All who believe that good governance creates stronger businesses should see these requirements as one of the reasons that ESOP companies outperform non-ESOP companies. Let me give some examples.

When an ESOP company buys another company, that’s a business transaction, and it involves a genuine negotiation. One party is the seller, and the other is the ESOP trustee, who has a fiduciary obligation to be loyal to the interest of plan participants. The trustee is obligated to assess the value of the shares and the fairness of the transaction. Those requirements are neither simple nor naïve, and many companies consider concrete improvements to their business before the trustee determines fair market value. Before they sign the sales agreement, company owners may create detailed plans for management succession, overhaul core processes, adopt new infrastructure, or invest in a more thoughtful strategic plan. Those changes increase the price the seller receives, and they also increase the value of participants’ shares.

ERISA’s requirements for good governance continue after the transaction. Trustees are increasingly insisting on increasing the number of independent directors on the boards of ESOP companies. They may ask about important risks; in the NCEO’s finance working group meeting today, for example, the speaker recommended that an ESOP company board should review the company’s cyber insurance policy.
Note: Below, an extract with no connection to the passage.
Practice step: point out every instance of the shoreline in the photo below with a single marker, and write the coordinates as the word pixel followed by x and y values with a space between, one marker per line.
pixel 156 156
There are many other examples.

But maybe the most important mechanism that ensures good governance for ESOP companies is the annual valuation. The valuation is performed by an independent firm that is accountable to the trustee and, therefore, to the interests of plan participants. The valuation examines the company’s performance, evaluates the company’s strategy, compares the strategy to the projections, and analyzes the company’s direction. The valuation analysts kick the tires on the projection, assess the depth of the management team, and weigh the company’s preparedness for external threats to the business. The thorough analysis by well-informed experts provides ESOP companies with some of the insights that the executives in a public company would receive from the thousands of buyers and sellers of their shares in the open market.

Finally, having an ESOP provides the discipline of focus. Privately held companies can be operated for any legal purpose, and sometimes they defer to the possibly quirky beliefs of a sole owner. ESOP companies retain discretion, but the trustee serves as a backstop to ensure that the company operates in a way that reasonably protects the value of corporate assets.

So let’s celebrate ERISA for its vision. Our special September 2024 newsletter issue on ERISA discusses hopes for what ERISA would accomplish, and it narrates the plot twists over the last fifty years. Aspects of the vision have changed, but the ESOP companies that exist because of ERISA continue to be more competitive, to build middle-class wealth, and to strengthen our communities. ERISA accomplishes this mission by creating the kinds of employee ownership companies that we all think about when we think of employee ownership: engaged owners who are taking stewardship of their businesses, looking out for each other, and dreaming of new ways to be stronger. But even if this reason is less heralded, ERISA also accomplishes its mission by creating a compelling path for companies to practice good governance.